6) At this point, I like to clean my hands with sanitizer again. This is a little bit redundant, but then I really don't want another bone infection so I am super careful.
7) After this, it is time to clean my pins with hydrogen peroxide. I use sterile cotton tipped applicators for this. I use two applicators per pin. Two come per pack, so I use eight applicators, or four packs, in total. I dip an applicator into the bottle of peroixde and keep it in there for a few second so that it becomes saturated with peroxide. I rub the applicator up and down the pin. Then I take the second applicator and do it all again, except this time I clean the opening where the pin enters my skin instead of the length of the pin. I do it in this order so that I am not potentially pushing germs down the pin towards the skin after I already cleaned the point of entry. I repeat this process for all four pins.
8) My pins are now clean and it is time to put on a new dressing. For this, I use sterile non-woven sponges. There are two of these per pack. I use one pack per two pins, so I use two pack. I cut the sponges myself so that they fit snugly around my pins. Unless I am using my scissors for the first time, which means they have literally just come out of sterile packaging, I need to clean the scissors myself. I do this my rubbing an alchol swab over them.

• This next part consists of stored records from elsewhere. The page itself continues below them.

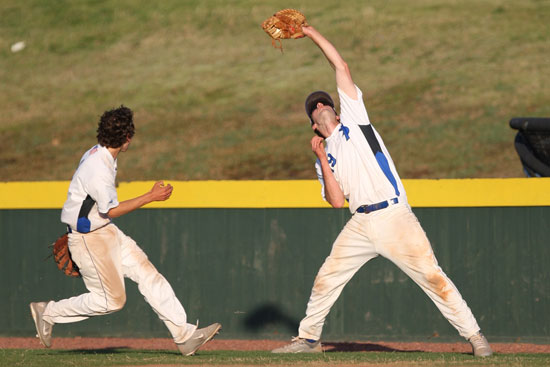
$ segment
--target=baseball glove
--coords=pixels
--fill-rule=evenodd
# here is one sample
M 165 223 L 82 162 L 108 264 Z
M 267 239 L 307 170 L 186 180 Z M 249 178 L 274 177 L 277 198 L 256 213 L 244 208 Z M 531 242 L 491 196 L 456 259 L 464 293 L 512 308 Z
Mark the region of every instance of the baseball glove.
M 69 251 L 69 236 L 65 233 L 50 246 L 53 248 L 53 259 L 57 268 L 70 277 L 80 277 L 78 266 L 71 258 Z M 52 256 L 50 255 L 50 256 Z
M 296 9 L 279 10 L 262 23 L 262 29 L 271 37 L 271 44 L 281 52 L 283 51 L 281 39 L 304 37 L 302 27 L 305 26 L 308 26 L 305 15 Z

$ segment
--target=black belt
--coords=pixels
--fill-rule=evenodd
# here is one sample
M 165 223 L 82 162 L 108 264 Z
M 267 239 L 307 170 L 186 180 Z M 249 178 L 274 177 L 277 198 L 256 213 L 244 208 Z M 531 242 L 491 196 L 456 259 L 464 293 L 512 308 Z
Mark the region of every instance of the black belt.
M 398 202 L 399 202 L 399 200 L 397 198 L 393 198 L 393 199 L 390 199 L 390 200 L 381 201 L 381 202 L 376 203 L 376 204 L 361 205 L 359 208 L 357 208 L 357 210 L 355 212 L 356 213 L 368 214 L 368 213 L 375 212 L 375 211 L 380 210 L 380 209 L 387 208 L 391 204 L 397 204 Z

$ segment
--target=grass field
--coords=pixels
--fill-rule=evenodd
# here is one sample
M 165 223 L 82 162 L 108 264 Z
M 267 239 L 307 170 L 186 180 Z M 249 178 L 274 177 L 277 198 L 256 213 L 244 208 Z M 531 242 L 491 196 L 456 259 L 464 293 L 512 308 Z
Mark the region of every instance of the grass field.
M 271 47 L 273 0 L 4 0 L 0 180 L 68 180 L 99 115 L 137 135 L 118 179 L 313 179 L 303 113 L 334 76 Z M 341 51 L 404 178 L 519 177 L 513 116 L 549 116 L 550 1 L 290 1 Z M 10 45 L 24 41 L 13 53 Z
M 321 355 L 273 355 L 269 352 L 205 351 L 182 357 L 155 350 L 0 350 L 0 366 L 548 366 L 548 354 L 497 354 L 479 359 L 458 353 L 334 352 Z

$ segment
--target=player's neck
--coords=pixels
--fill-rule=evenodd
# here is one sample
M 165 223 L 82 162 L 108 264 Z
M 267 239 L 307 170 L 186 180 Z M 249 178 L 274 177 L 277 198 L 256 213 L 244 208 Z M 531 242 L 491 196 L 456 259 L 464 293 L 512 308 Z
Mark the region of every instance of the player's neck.
M 121 147 L 118 147 L 118 148 L 108 147 L 107 150 L 109 151 L 109 153 L 111 153 L 111 155 L 113 156 L 113 159 L 116 160 L 116 158 L 118 157 L 118 153 L 120 153 Z
M 334 122 L 331 122 L 327 125 L 327 138 L 332 135 L 333 131 L 336 129 L 336 126 L 338 126 L 340 122 L 338 120 L 335 120 Z

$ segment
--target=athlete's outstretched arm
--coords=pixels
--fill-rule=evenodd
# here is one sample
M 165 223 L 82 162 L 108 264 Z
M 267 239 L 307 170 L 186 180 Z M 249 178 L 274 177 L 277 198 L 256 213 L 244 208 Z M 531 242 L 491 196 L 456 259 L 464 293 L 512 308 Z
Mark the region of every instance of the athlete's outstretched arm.
M 168 184 L 165 186 L 163 181 L 155 182 L 151 191 L 148 191 L 136 198 L 119 203 L 118 206 L 109 209 L 109 213 L 107 213 L 107 215 L 109 218 L 116 218 L 141 208 L 150 202 L 167 200 L 170 195 L 172 195 L 172 189 L 172 185 Z
M 338 53 L 334 45 L 312 26 L 303 27 L 302 30 L 306 36 L 311 38 L 311 40 L 319 46 L 323 54 L 325 54 L 330 66 L 332 66 L 336 72 L 336 85 L 338 88 L 343 90 L 349 97 L 357 99 L 357 91 L 351 79 L 348 64 L 344 61 L 340 53 Z

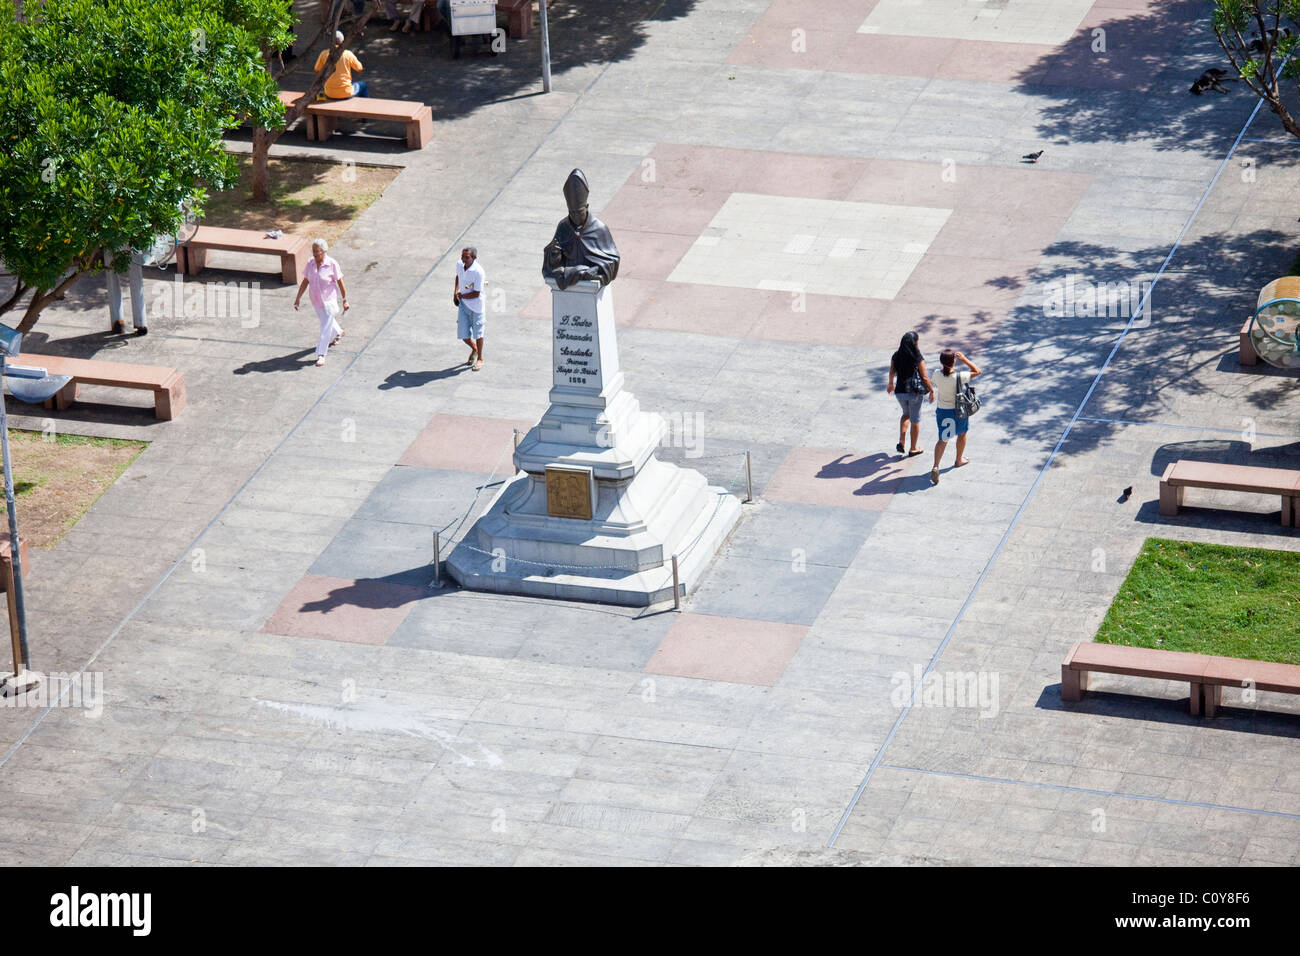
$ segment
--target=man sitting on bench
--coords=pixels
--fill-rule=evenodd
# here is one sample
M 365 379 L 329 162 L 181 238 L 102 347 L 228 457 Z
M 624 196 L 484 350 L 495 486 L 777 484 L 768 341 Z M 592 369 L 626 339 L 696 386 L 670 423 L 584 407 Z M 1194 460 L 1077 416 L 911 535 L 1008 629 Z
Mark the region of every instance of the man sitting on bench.
M 342 32 L 335 32 L 334 46 L 343 46 Z M 321 50 L 320 56 L 316 57 L 316 72 L 319 73 L 325 68 L 325 61 L 329 59 L 329 50 Z M 344 50 L 334 64 L 334 72 L 330 78 L 325 81 L 325 96 L 331 100 L 347 100 L 354 96 L 369 96 L 370 90 L 366 86 L 365 80 L 352 81 L 352 71 L 361 72 L 361 61 L 353 55 L 351 50 Z

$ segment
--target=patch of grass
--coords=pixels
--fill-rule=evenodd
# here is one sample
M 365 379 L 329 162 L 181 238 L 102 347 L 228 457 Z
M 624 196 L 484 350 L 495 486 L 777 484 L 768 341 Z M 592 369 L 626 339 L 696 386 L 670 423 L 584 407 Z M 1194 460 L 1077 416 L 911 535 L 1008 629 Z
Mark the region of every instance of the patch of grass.
M 1148 538 L 1103 644 L 1300 664 L 1300 553 Z
M 11 431 L 19 531 L 33 547 L 58 543 L 148 442 Z
M 1300 276 L 1300 252 L 1297 252 L 1295 258 L 1291 260 L 1291 268 L 1287 270 L 1286 274 L 1289 276 Z
M 238 157 L 239 182 L 208 197 L 202 223 L 229 229 L 283 229 L 334 242 L 375 202 L 400 172 L 379 166 L 272 159 L 271 201 L 255 203 L 253 160 Z

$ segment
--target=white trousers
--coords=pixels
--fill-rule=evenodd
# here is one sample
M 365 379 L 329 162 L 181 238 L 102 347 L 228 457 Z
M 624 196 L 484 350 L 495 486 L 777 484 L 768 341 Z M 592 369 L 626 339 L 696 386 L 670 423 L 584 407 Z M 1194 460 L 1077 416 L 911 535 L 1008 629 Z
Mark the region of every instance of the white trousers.
M 127 250 L 119 250 L 122 255 Z M 144 313 L 144 254 L 130 250 L 131 266 L 127 270 L 127 281 L 131 287 L 131 324 L 137 329 L 146 325 Z M 108 268 L 108 320 L 114 324 L 122 321 L 122 280 L 113 271 L 113 253 L 104 253 L 104 265 Z
M 342 303 L 337 298 L 328 300 L 327 304 L 333 304 L 335 308 L 343 308 Z M 330 350 L 330 343 L 338 337 L 343 331 L 343 326 L 339 325 L 338 320 L 330 314 L 329 309 L 324 306 L 315 306 L 316 315 L 320 318 L 320 341 L 316 343 L 316 354 L 324 358 Z
M 411 15 L 406 19 L 414 24 L 419 24 L 420 14 L 424 12 L 424 0 L 414 0 L 411 4 Z M 397 12 L 396 0 L 384 0 L 384 15 L 390 20 L 398 20 L 400 16 Z

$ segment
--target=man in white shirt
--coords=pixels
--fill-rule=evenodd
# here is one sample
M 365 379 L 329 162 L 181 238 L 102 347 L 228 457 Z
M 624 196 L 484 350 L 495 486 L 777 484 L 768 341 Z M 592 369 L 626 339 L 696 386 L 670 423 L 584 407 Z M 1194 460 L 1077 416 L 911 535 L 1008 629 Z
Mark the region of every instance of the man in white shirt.
M 465 364 L 474 371 L 483 367 L 483 267 L 478 264 L 478 250 L 466 246 L 460 251 L 456 265 L 456 288 L 451 301 L 460 307 L 456 315 L 456 331 L 460 340 L 469 346 Z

9) I pick up both pieces of sponge, which should be laying perfectly on top of each other in the package - I then cut this in half, resulting in to halves. I put one half back in the package. I take the other half and cut two slits into it, thus dividing the sponge into three sections. I cut the slits about halfway through the sponge, or just a bit more than half way. Then I place it onto the sterile part of the open package and repeat with the other half. Once done, I put the scissors in the package to keep them clean.
**note: when you open a package of sterile sponges, be they woven or non-woven, you have to open them a certain way. There should be an arrow at one end of the package. Open the package by pulling in the direction that the arrows instructs you to. Do not tear the package open - by doing so, the germs on the outside of the package can get inside of it, thus contaminating your now no longer sterile supplies.**
Do this:
Not this:
10) I take one half of the sponge and place it around my pins. Remember that it was cut into thirds. The middle part is woven between my top pins, and the other two parts go around the other side of the pins respectively. Then I take the second half of sponge and do the same thing, but I weave the sponge through the pins from the other side.
11) I use per-perforated medical tape to secure the dressing to my leg - two pieces of tape on each side of the dressing.
12) Steps 9 to 11 are repeated on my bottom two pins.
13) After that I throw all the used supplies away. They go in the regular garbage.
14) Clean hands with hand sanitizer one more time. And that's it! Pin site care is done and I am good to go until the following day.
The finished product!
That is how I perform my pin site care. It takes about 15-20 minutes everyday. I either do it right away when I wake up or just before bed. I also like to change it after I go to physical therapy every Thursday because the extra exercises can cause the pin sites to leak more than they do during the rest of the week.
Note: sometimes I use different size sterile non-woven sponges, like in the video I am about to post, but the main principles of pin site care remain the same. The only difference is how I cut the sponges or the size of them.